PHP SafeMode and open_basemap

[bersi]

Hi,
Hope this wasn't here earlier...
Her it comes, when enabling safeMode in ISP config both the safemode and the open_basedir flags are set. Well good of course but not very finegraded. A real life situation could be a php site using ImageMagick via systemcalls. This would be deffered throu the safeModeFlag. Switching SafeMode off in ispconfig helps, but than then openBasedir flag is unset too leaving a potential risky situation. Wouldnt it be an idea to switch those parameters independently?

[falko]

Do you have a detailed example where you would need this?

[bersi]

Quote:

using ImageMagick via systemcalls.

I've clients where imageMagick is used for image handling (better than gd) which are called form php with the system call. with safemode all system calls are disabled. This could be tuned by the execdir flag but i dont know if this would be very compatible with all the different linuxes.
The open_basedir flag operates on its own, so using this security feature does not reley on safemode. In my view the open_basedir should always be set on a shared server. If the safemode would be operated seperatly in isp config on could allow system calls (safemode off) but still limit the scope of php to the open basdir settings. See also the numerous posts on cms and other software pacjages where the safemode has to be set off. In most of them even with safe mode off there could be extra security with the beasedir setting in effect.
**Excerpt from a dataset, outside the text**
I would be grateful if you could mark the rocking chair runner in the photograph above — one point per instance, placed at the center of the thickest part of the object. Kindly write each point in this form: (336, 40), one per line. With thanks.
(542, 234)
Now ispconfig toggles both at the same time, so you get safemode with openbasedir or no safemode with no openbasedir.

hope thats enough to make my case?

[falko]

Ok, let me check this...

[bersi]

Thanks!
and now i have to think up some text to fill the reply

[dasjoen]

Quote:

Originally Posted by falko

Ok, let me check this...

I would also like open_basedir etc. to be separate from the "Safe Mode" checkbox.

An alternative way would of course be to check "Safe Mode" (to get open_basedir), and then to put "php_admin_flag safe_mode Off" into Apache Directives. This doesn't work, however, because the Apache Directives stuff gets inserted above the safe mode stuff in Vhosts_ispconfig.conf. Is there a reason for this?

[falko]

You could modify the vhosts.conf master template in /root/ispconfig/isp/conf and move the Apache Directives placeholder below the other directives.

[djtremors]

I suggest to just do what I do and patch /root/ispconfig/scripts/lib/config.lib.php

$php .= "\nphp_admin_flag safe_mode On
to
$php .= "\nphp_admin_flag safe_mode Off

And leave safemode On in each Vhost. Safemode will be off really but all the other nice options are On. this also fixes problems with things like Joomla etc (unless you use 1.5) and other uploaded file problems.